Prophecy of the Shadow is a 1992 fantasy role-playing video game developed by Strategic Simulations for MS-DOS. The game was released in both English and German versions.

==Gameplay==
The game plays from an isometric top-down viewpoint, similar to a contemporary game of the time, Ultima VII: The Black Gate. The player character has three statistics: Health, Magic, and Agility. Health represents the stamina, life, and strength of the character. Magic represents the level of power the character can use to conjure spells. Agility represents the ability for the character to dodge enemy attacks. The game uses an overhead perspective, with icons on the left side of the screen that the player can select to have the character to drop or use items or give them away, or to attack or talk to other characters, and also for the character to go inside buildings.

==Plot==
Prophecy of the Shadow is a game in which the player character must find out why the land has been slowly dying. The player's character is a disciple of Larkin of Bannerwick. The character is blamed when their master is murdered. The character has magical powers, but the king has outlawed all magic.

==Reception==
The New Straits Times in 1992 called Prophecy of the Shadow the game that Richard Garriott would have produced were he an SSI employee. It wrote that "Gameplay could not be better", citing the user interface, large world to explore, and use of humor. The newspaper concluded "I can wholeheartedly say, 'Good show, old chaps! Just don't give us any more recycled trash like Dark Queen of Krynn." QuestBusters called the game "a significant improvement over [SSI's] Gold Box series — and a lot of fun to play". It liked the "beautiful digitized graphics and over 50 sound effects", and user interface, and concluded that the game was "just plain fun". The game was reviewed in 1993 in Dragon #189 by Hartley, Patricia, and Kirk Lesser in "The Role of Computers" column.
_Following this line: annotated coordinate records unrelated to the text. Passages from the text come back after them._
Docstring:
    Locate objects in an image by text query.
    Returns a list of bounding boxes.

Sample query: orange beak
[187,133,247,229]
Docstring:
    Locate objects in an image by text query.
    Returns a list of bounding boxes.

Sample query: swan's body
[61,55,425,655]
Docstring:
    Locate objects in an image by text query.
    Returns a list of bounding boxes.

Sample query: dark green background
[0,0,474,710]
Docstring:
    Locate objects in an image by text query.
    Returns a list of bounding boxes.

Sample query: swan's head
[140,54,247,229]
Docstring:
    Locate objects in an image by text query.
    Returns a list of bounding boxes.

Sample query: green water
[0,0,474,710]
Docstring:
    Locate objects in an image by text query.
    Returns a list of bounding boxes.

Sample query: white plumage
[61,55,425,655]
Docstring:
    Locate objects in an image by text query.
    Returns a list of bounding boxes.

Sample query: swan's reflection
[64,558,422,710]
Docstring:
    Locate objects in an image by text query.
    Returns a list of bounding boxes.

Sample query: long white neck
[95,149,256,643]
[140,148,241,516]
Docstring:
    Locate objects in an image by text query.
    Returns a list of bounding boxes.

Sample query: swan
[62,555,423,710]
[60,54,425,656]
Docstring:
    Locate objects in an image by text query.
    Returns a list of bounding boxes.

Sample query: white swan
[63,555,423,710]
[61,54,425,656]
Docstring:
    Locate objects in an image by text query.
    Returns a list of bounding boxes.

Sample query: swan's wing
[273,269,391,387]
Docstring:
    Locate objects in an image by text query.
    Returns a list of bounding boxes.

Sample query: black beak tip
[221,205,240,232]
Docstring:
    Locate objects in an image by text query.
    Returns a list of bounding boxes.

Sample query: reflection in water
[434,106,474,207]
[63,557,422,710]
The reviewers gave the game 3 out of 5 stars. Computer Gaming World called Prophecy of the Shadow "a refreshingly enjoyable adventure, targeted primarily at role-playing neophytes". The magazine stated that "the quality of the digitized animation is surprisingly good", and recommended the game both to new adventure gamers and those "looking for something new and refreshing". It received a 4 out of 5 review in Datormagazin Vol 1992 No 14 (Aug 1992), reviewed by Göran Fröjdh.

Jim Trunzo reviewed Prophecy of the Shadow in White Wolf #33 (Sept./Oct., 1992), rating it a 4 out of 5 and stated that "Overall, Prophecy of the Shadow is simple enough for newcomers to fantasy gaming yet interesting enough for veterans. The game is a nice change of pace from large-party, 200-hour marathon games."